Maureen Pike’s funeral was held at St Mary’s last Monday, organised by Alan Howell her closest friend and next of kin. The funeral was undoubtedly an unforgettable experience.
Things began with Maureen’s coffin arriving at St Mary’s the night before the funeral. The church bell rung repeatedly as Dave Maclure welcomed Maureen into the church for the last time. Many of us were close to Maureen she was dearly loved by many. We were dreading the funeral. We didn’t know what to expect on Sunday night. However Dave Maclure’s comforting words that Sunday evening softened the pain of the following day. It was peaceful.
Maureen suffered a stroke in November. She lost her ability to speak and to move her right side. She still managed to grin, smile and squeeze the hands of her friends. She was an amazing woman. She led the prayer ministry at St Mary’s and she served in several ways and many years at Holy Trinity, Hounslow. She counselled and prayed for many people, effortlessly gave of her time and energy. Maureen also became a trusted confidant of gay Christians who struggled with sexuality and acceptance.

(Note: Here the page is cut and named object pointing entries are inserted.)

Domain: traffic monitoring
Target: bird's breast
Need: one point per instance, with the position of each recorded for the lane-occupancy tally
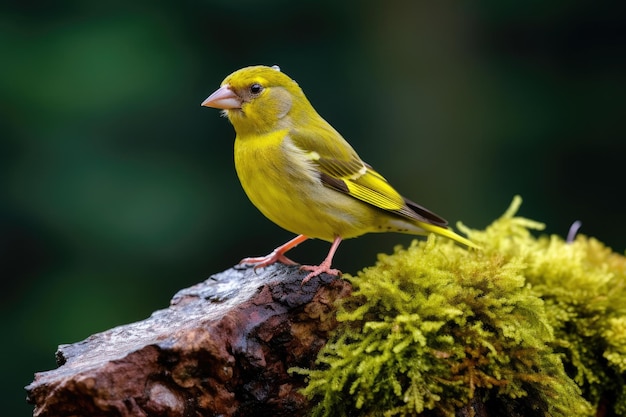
(282, 181)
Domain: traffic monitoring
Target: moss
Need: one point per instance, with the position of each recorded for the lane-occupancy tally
(526, 326)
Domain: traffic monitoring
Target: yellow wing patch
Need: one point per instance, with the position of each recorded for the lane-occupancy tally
(372, 188)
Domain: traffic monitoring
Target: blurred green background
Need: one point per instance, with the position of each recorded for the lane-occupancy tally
(118, 189)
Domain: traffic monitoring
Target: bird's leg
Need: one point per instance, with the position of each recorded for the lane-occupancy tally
(325, 265)
(277, 255)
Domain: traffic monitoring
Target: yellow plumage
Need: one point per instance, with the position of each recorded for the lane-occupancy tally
(303, 175)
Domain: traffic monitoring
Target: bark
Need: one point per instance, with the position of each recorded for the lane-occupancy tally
(222, 348)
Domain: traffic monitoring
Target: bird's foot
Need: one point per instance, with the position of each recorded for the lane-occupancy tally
(323, 268)
(263, 261)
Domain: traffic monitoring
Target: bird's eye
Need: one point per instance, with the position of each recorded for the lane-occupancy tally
(256, 88)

The funeral the next day was packed. One couple flew in from Ghana especially to pay their respects. Revs Stewart Shaw and Oliver Ross joined Dave in conducting the funeral. There were heartfelt tributes. The eulogy, written by Rev Regan O’Callaghan, who is currently abroad, was played on a CD. Later, some of Maureen’s own prayers and poems were also read out, showing her deep trust in God and honesty in her faith.
The music and hymns were incredibly uplifting. We didn’t feel sad. It was truly a celebration of Maureen’s life and chance to give thanks to God for the hope we have as Christians that death is not the end.

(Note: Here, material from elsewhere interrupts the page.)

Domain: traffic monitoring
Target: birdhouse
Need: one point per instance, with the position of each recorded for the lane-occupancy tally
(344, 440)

One detail worth mentioning. The coffin was outstanding! It was turquoise blue with pictures from her life all over the coffin. We all unashamedly took photos, and instead of being put off by the coffin, many approached and walked around and laughed at the reminders of places Maureen had been.

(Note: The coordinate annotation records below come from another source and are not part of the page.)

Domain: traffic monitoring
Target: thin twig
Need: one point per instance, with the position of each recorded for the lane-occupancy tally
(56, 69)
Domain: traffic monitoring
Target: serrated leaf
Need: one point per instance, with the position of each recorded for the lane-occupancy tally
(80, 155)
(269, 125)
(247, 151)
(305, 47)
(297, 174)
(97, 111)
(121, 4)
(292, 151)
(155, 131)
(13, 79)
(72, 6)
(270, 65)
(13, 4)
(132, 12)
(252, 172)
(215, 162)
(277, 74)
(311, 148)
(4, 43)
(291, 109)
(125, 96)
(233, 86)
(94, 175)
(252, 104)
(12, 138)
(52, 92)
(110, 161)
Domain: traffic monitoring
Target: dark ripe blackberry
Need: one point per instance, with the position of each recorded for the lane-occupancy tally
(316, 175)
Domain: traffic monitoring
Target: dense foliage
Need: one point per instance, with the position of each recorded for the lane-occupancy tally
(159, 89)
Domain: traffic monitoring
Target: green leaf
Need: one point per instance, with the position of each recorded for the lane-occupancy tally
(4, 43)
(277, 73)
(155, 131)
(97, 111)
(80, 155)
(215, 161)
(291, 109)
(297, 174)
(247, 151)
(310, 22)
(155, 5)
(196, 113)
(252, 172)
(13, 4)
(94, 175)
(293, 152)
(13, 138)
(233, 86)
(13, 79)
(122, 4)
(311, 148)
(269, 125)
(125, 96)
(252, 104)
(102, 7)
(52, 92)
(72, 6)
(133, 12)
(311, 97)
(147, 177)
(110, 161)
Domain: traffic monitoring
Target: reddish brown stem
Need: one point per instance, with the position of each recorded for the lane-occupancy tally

After the funeral a few of us had dinner at the Richmond hotel. We then went to the river and let off lanterns in her honour. Maureen had done the same over the years for the people she lost. As I let go of my lantern I wondered what Maureen would have thought of her own funeral. Maureen would have been extremely touched by all of the efforts made. More importantly Maureen would have been overjoyed by the display of love on her special day because love is what Maureen was all about.